MEET THE CANDIDATES
Harvard Forward is proud to support three outstanding recent alumnae who are committed to forward-looking advocacy on the Board of Overseers and can leverage their unique experiences at Harvard and beyond to inform their contributions on the Board.
Our 2021 candidates were chosen by a Candidate Selection Committee that included not only Harvard alumni but also students, faculty, and former staff members – groups that are just as much part of the Harvard community but are ineligible to participate in the election.
HSPH 2011 | HSPH 2018
Dr. Yvette Efevbera is a global health and equity expert working to create a world where young people and women are healthy, happy, unafraid, and unapologetic.
Efevbera develops strategies and investments addressing barriers girls and women face in her role as Advisor, Gender-Based Violence and Child Marriage, Gender Equality at the Bill & Melinda Gates Foundation. She has worked for a decade across academic, non-profit, and philanthropic spaces at the intersection of research, policy, and advocacy, bringing culturally intentional lenses to health and development in U.S. and African contexts. In 2017, the NIH awarded Efevbera the Kirschstein Predoctoral Individual National Research Service Award to Promote Diversity in Health-Related Research.
Throughout her career, Efevbera’s passion has been creating spaces for underrepresented voices to participate in decision-making. As a master’s and doctoral student at the Chan School of Public Health, she spent seven years advancing racial justice and was a teaching fellow at Harvard College, HSPH, HKS, and HGSE. Efevbera served as Senior Equity, Diversity, and Inclusion Fellow at HSPH, leading the design of the University’s first anonymous bias-related incident reporting system, enabling 4,000 students, faculty, and staff to report discrimination. She is proud to have served as a Cabot House resident tutor.

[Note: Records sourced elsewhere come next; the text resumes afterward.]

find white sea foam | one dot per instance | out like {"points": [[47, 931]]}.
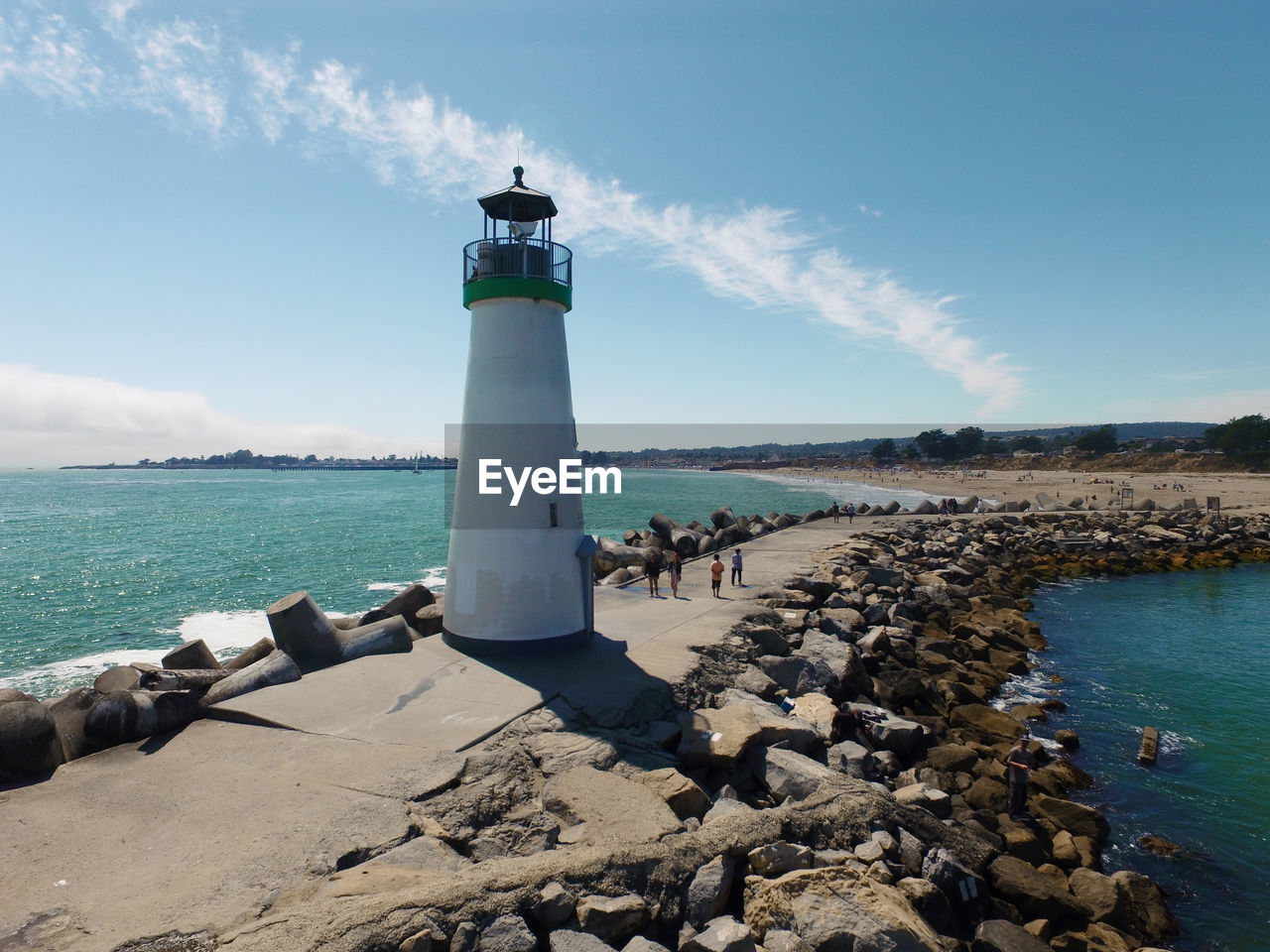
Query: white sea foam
{"points": [[225, 631]]}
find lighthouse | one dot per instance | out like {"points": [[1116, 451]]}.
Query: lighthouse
{"points": [[520, 575]]}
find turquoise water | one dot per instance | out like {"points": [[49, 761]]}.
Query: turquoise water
{"points": [[1189, 654], [100, 567]]}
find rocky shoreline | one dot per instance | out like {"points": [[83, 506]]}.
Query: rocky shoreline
{"points": [[826, 777], [729, 815]]}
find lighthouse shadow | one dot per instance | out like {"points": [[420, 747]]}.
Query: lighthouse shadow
{"points": [[594, 685]]}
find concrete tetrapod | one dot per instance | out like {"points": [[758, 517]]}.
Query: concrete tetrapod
{"points": [[276, 667], [304, 631]]}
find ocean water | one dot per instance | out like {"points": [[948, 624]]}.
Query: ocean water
{"points": [[1189, 654], [102, 567]]}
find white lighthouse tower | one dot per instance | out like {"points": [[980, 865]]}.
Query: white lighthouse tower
{"points": [[520, 575]]}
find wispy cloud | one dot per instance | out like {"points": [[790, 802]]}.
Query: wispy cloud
{"points": [[44, 414], [758, 255], [1205, 376]]}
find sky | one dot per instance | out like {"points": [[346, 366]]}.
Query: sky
{"points": [[231, 226]]}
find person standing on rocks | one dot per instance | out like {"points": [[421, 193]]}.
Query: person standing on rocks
{"points": [[653, 570], [715, 576], [1019, 762]]}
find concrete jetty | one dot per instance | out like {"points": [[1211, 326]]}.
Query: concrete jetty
{"points": [[207, 828]]}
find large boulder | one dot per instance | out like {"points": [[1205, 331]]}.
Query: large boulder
{"points": [[708, 890], [1003, 936], [785, 774], [1038, 895], [612, 918], [1078, 819], [28, 739], [835, 911], [612, 807], [721, 934]]}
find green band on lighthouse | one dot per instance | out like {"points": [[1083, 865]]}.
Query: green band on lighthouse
{"points": [[535, 289]]}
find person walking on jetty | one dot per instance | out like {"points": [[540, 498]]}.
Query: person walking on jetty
{"points": [[653, 570], [715, 576], [1019, 762]]}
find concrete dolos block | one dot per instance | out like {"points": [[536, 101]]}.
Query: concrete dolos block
{"points": [[276, 667], [304, 631]]}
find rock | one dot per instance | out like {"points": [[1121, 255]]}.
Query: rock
{"points": [[553, 905], [930, 902], [28, 739], [952, 758], [1148, 912], [613, 919], [985, 724], [1078, 819], [1035, 893], [928, 797], [889, 731], [848, 758], [1100, 896], [754, 682], [559, 752], [818, 711], [567, 941], [276, 667], [988, 793], [612, 807], [429, 620], [430, 939], [721, 934], [190, 655], [785, 774], [716, 737], [1003, 936], [1159, 846], [785, 941], [683, 794], [642, 944], [68, 715], [964, 889], [708, 890], [1023, 843], [830, 909], [766, 639], [507, 933], [779, 858]]}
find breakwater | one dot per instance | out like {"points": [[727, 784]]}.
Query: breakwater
{"points": [[545, 829]]}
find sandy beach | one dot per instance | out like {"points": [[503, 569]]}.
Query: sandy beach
{"points": [[1238, 492]]}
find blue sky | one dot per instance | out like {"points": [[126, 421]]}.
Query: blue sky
{"points": [[239, 226]]}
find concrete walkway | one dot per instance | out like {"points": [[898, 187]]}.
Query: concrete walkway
{"points": [[209, 826]]}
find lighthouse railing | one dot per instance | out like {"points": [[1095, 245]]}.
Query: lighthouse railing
{"points": [[517, 258]]}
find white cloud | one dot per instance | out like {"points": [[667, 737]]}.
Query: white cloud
{"points": [[53, 419], [1219, 408], [757, 255]]}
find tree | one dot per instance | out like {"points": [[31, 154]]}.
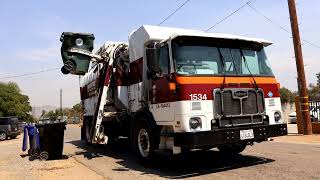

“As a global health specialist, I’ve seen the consequences of inequity and advocated for organizations to bring community voices to the table. Racial injustice, gender inequality, and climate inaction impact Harvard students’ success. We have the opportunity and responsibility to boldly lead here.”
Megan Red Shirt-Shaw (Oglala Lakota) is an educator, writer, higher education expert advocating for greater Indigenous presence and commitment to Native student success in higher education.
At Harvard, Red Shirt-Shaw received a master’s degree in higher education from the Graduate School of Education, earned her cohort’s Intellectual Contribution Award, and was selected as Convocation Student Speaker. Additionally, she was a HGSE Equity & Inclusion Fellow, served on the Dean’s Advisory Committee on Equity and Diversity, and co-chaired FIERCE: Future Indigenous Educators Resisting Colonial Education. Red Shirt-Shaw is currently pursuing a PhD in Organizational Leadership, Policy, and Development with a focus in higher education and a minor in American Indian Studies at the University of Minnesota.
She has worked in undergraduate admissions, college access, and college counseling at the University of Pennsylvania, QuestBridge, Albuquerque Academy, the 7th Gen Summer Program, and Santa Clara University. Currently, she is the Director of Native Student Services at the University of South Dakota.
Red Shirt-Shaw is also the founder of Natives In America, an online literary publication that empowers Native youth to use their voices to fight for change.
“As a Lakota educator studying higher education, I’ve challenged the institutions I've attended and worked for to think about their impact environmentally, academically, and racially on both a local and national level. Harvard has the power to set the standard for other institutions, and I hope to challenge them to restructure and rethink their priorities.”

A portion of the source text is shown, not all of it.